Abstraction helps us relate to the mysterious things that we don’t get. Things we can’t understand, but want to find meaning in. The miraculous, the supernatural, the science of life, and the universe are all around us. We stand and live in mystery. We can deal with this tension, the paradox and the mystery by confronting it head on and calling it what it is.
The creation can be as simple as a blog post or an edited photo or as complicated as a composition, a record, or a film. I’m not talking about creating things as a pragmatic means to an end, but rather as a way to process and to put perspective on life by getting inside yourself and pouring yourself out.
I love that as human beings we have this ability to make things.
We are always moving, ebbing towards something we cannot see. The tides of change turn for good or bad, but the consistent factor of human life is that we suffer and die. We all experience pain and suffering, and end with death. This, one might argue, is a large part of being an animal. A large part, if not all, of being human is that we can find ways to turn all this death into life and joy.
We can spur on hope for each other and ourselves. We can process our pain and suffering and we do not need to live in it. Yes, we have imagination. That imagination can turn things around emotionally and empower us to deal with this bi-polar thing of everyday dying while living towards an inevitable end that we can do nothing about.

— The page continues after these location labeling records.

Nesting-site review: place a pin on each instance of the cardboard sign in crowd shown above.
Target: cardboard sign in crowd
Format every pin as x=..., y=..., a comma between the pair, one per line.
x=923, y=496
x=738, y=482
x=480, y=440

I think what we make of this inevitable truth in the midst of it matters the most. Do we turn inward and close off? Do we ignore it by wearing rose-colored glasses? Do we look horror in the face and yell: “You won’t have me, I will purge you!”?
When you experience the difficulties in life, slow down and tap into that place deep inside. Look into that place of hurt and brokenness. Know it and purge it.
The cynicism of discomfort and lack does not need to be the basis of how you live and work. There is more for each of us. I believe the proper place to put all of this death is to put it out. Kill it. Don’t let it take over.
The best way that I have dealt with issues in my own life has been to be the creator that I was made to be. I was made. I make as well. We need to make things to deal with ordinary pain and suffering. We need to make things to deal with the hypocrisy of ourselves and of others. We need to make things to remember. We need to make things to spur on hope and to put to death all of the death that is around us.
Find something to put your hands to, and do it with all your might. Get out the death and put on the hope of what could be. Make it happen. The healing and purging process of creation always leads to hope and life no matter how despairing your circumstances may be. We are human beings and we can make, so do it.
Ca·thar·sis noun \kə-ˈthär-səs\:
The act or process of releasing a strong emotion (such as pity or fear) especially by expressing it in an art form.
plural ca·thar·ses
Full Definition of CATHARSIS
1: purgation
2a: purification or purgation of the emotions (as pity and fear) primarily through art.
2b: a purification or purgation that brings about spiritual renewal or release from tension.
3: elimination of a complex by bringing it to consciousness and affording it expression.